Local authorities are being told they must apply stronger standards of oversight to their treasury management frameworks following an investigation into council investments in the collapsed Icelandic banks. A hard-hitting report from the Commons Communities and Local Government Select Committee, says councils’ decisions should also be scrutinised by significant officials
The Audit Commission has welcomed the MPs’ findings but the Local Government Association says councils were let down by the organisations they relied on to give them accurate advice.
Dr Phyllis Starkey, who chairs the committee, said that the exceptional nature of the unforeseen events that shook the financial system was not an excuse for the substantial failures in local authority financial arrangements. “Our inquiry has exposed a significant level of misunderstanding, misinformation and complacency, not just within local authorities, but also amongst those who provide them with specialist investment advice,” she said.
In its key finding today’s report rejects the idea of restricting where local authorities invest taxpayers’ money. The MPs criticise the variation in the effectiveness of treasury management services and the ‘misleading’ claims of some professional treasury management advisers. The Audit Commission is criticised for failing to realise that council treasury management had become increasingly risky and for issuing inadequate guidance.
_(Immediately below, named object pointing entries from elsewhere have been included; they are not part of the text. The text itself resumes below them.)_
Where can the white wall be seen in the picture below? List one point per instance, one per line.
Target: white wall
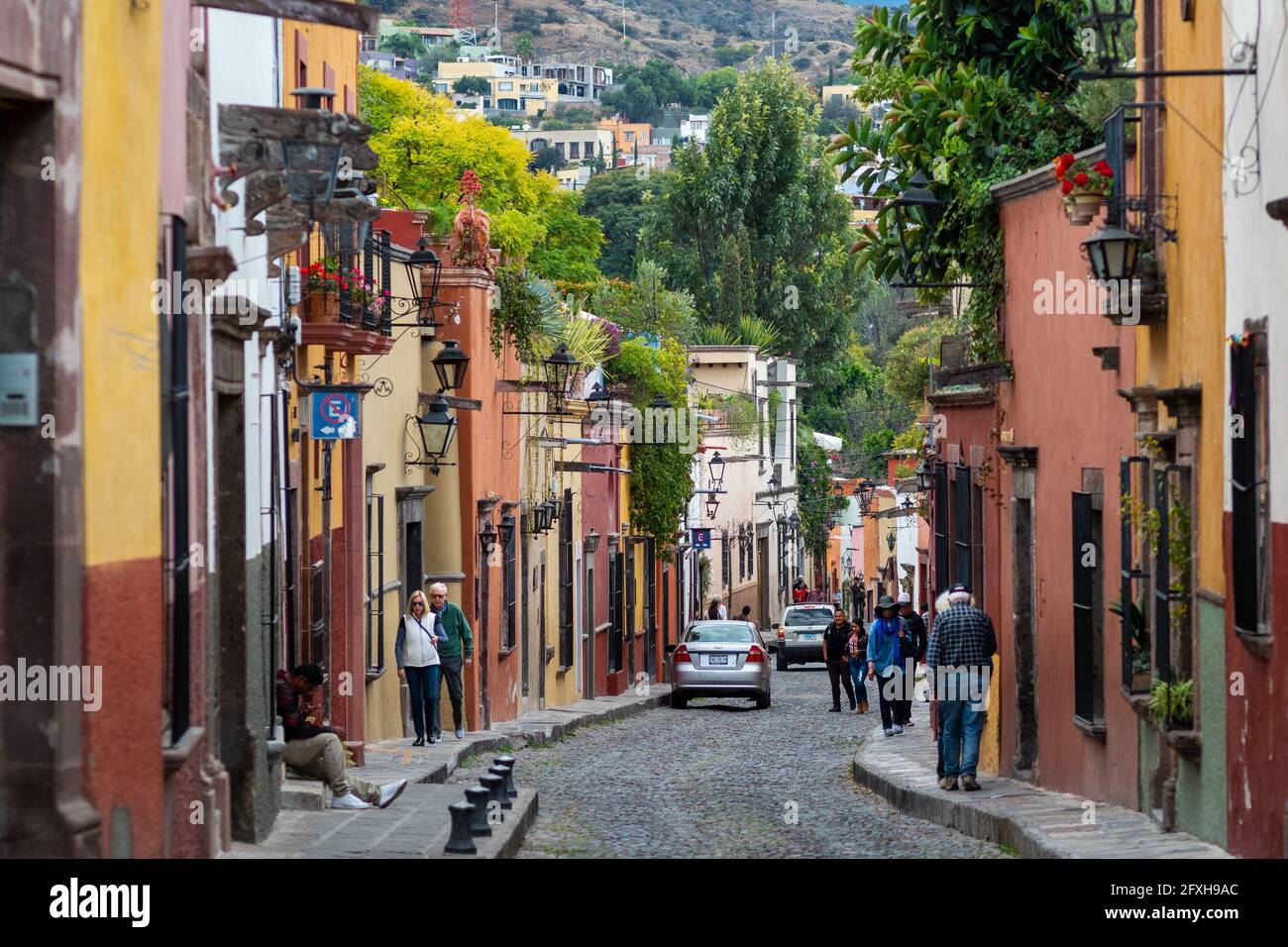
(1256, 245)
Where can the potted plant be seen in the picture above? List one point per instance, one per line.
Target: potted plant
(1138, 644)
(326, 282)
(1083, 184)
(1172, 705)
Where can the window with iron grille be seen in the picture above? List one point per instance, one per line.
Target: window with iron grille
(566, 604)
(725, 560)
(1132, 604)
(1087, 612)
(1249, 484)
(961, 523)
(614, 609)
(510, 583)
(941, 579)
(977, 543)
(375, 581)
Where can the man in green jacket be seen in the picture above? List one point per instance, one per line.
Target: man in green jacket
(459, 641)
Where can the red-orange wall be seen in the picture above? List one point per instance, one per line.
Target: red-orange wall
(1065, 405)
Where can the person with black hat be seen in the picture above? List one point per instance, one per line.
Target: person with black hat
(961, 659)
(885, 654)
(836, 639)
(913, 651)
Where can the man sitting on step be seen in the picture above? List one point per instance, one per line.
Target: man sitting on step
(317, 750)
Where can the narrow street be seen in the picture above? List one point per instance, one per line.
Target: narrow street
(719, 780)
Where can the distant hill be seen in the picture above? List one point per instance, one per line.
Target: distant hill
(814, 34)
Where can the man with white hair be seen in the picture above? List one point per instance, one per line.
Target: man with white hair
(961, 659)
(450, 650)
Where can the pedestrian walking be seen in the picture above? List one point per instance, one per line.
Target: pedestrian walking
(455, 647)
(941, 605)
(914, 651)
(884, 659)
(416, 654)
(857, 655)
(716, 611)
(836, 639)
(317, 750)
(961, 659)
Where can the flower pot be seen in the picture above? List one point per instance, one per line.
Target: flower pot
(320, 307)
(1082, 208)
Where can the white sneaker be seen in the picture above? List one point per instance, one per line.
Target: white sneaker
(390, 791)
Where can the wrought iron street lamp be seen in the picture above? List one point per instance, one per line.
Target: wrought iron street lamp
(561, 368)
(716, 467)
(1113, 254)
(415, 264)
(436, 433)
(925, 476)
(487, 538)
(450, 365)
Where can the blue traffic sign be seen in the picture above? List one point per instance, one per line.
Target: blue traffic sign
(335, 415)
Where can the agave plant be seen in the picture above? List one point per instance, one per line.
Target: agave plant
(713, 334)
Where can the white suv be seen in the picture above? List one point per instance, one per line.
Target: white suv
(800, 634)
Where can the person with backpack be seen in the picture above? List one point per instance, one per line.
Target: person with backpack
(857, 652)
(836, 642)
(885, 654)
(416, 654)
(914, 651)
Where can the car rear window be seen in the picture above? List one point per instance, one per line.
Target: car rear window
(807, 616)
(733, 631)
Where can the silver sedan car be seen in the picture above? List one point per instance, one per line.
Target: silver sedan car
(719, 659)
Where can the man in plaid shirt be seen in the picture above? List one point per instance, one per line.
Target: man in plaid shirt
(960, 657)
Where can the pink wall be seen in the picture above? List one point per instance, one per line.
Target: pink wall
(1063, 402)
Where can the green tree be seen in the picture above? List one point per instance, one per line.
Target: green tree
(980, 94)
(616, 198)
(759, 176)
(524, 47)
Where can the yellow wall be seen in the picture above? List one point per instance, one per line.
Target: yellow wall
(120, 141)
(1189, 348)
The report calls for Government, CIPFA and the LGA to work together so that the treasury management system is kept under review and it urges the Audit Commission to review the priority it places on treasury management in its auditing of councils’ activities. The MPs also want a full investigation by the Financial Services Authority of the potential conflicts of interests of local authority treasury management advisers.
Richard Kemp, Vice Chair of the LGA, said: “Councils accept that things need to be done differently in the future, but these investments have generated hundreds of millions of pounds every year that go towards keeping council tax down and frontline services in place.”